Code:
.00401330: 89C8 mov eax,ecx
.00401332: 25FFFFFF3F and eax,03FFFFFFF
.00401337: 021C06 add bl,[esi][eax]
.0040133A: 69C117CD5B07 imul eax,ecx,0075BCD17
.00401340: 4A dec edx
.00401341: 8D88765EDF01 lea ecx,[eax][01DF5E76]
.00401347: 79E7 jns .000401330 --- (6)
.00401340: 89C8 mov eax,ecx
.00401342: 43 inc ebx
.00401343: 25FFFFFF3F and eax,03FFFFFFF
.00401348: 8D3407 lea esi,[edi][eax]
.0040134B: 0FB60416 movzx eax,b,[esi][edx]

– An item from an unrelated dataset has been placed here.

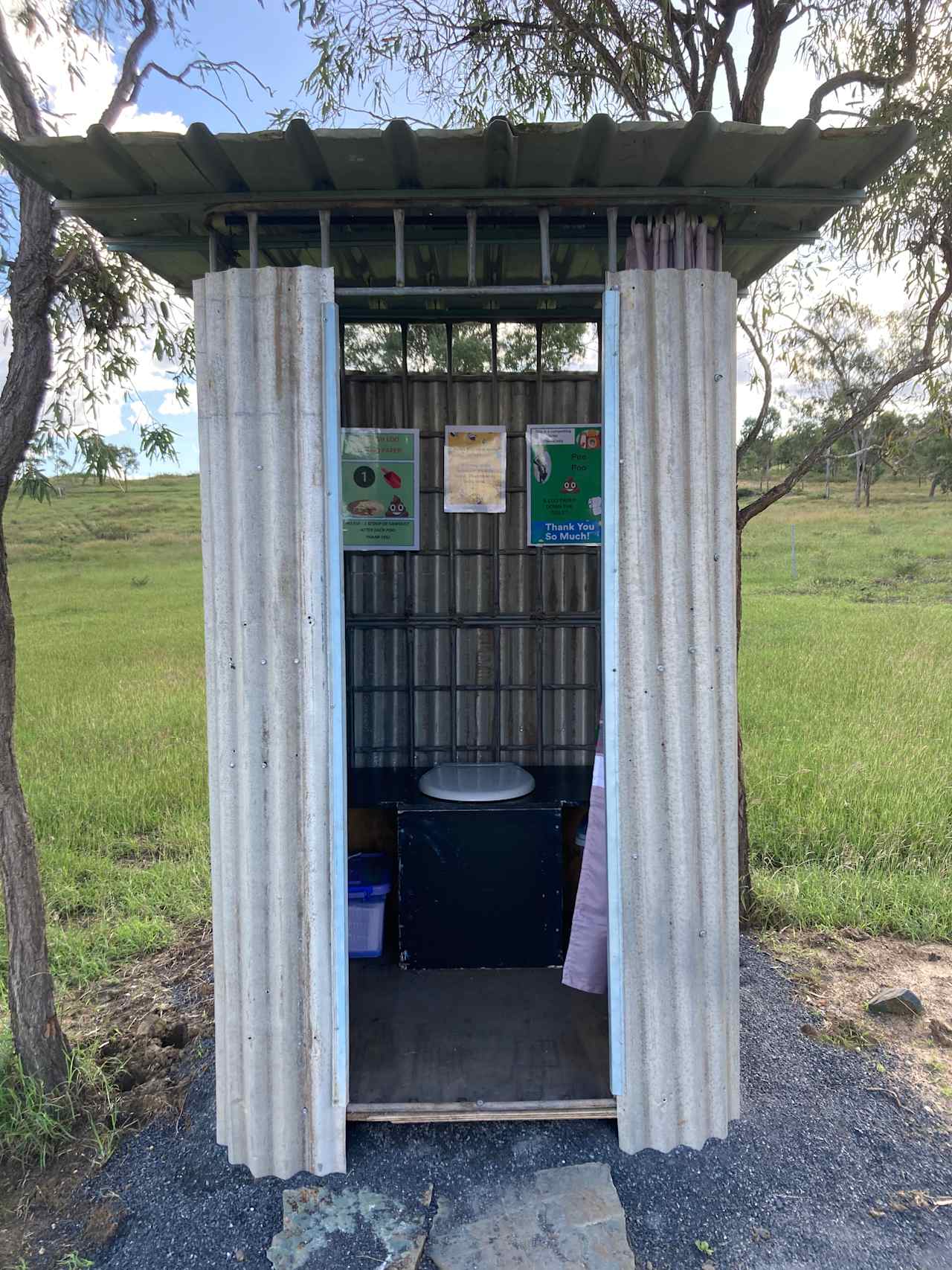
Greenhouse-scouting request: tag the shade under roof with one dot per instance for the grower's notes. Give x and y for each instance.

.0040134F: 0045EF add [ebp][-11],al
.00401352: 69C117CD5B07 imul eax,ecx,0075BCD17
.00401358: 0FBE75EF movsx esi,b,[ebp][-11]
.0040135C: 8D88765EDF01 lea ecx,[eax][01DF5E76]
.00401362: 21F2 and edx,esi
.00401364: 81FBFFC99A3B cmp ebx,03B9AC9FF
.0040136A: 7ED4 jle .000401340 --- (6)
2nd version is much more complex overall, there's this eax/al/eax dependency chain - multiplication has
to wait for the read etc, also there're other memory accesses.
But I still think that 2nd version is a better test, because that simple "add bl,[addr]" sequence may
be optimized by the cpu (there's no dependency on BL, so the loop can continue after issuing a read operation),
while in 2nd version each loop iteration certainly waits until the read finishes.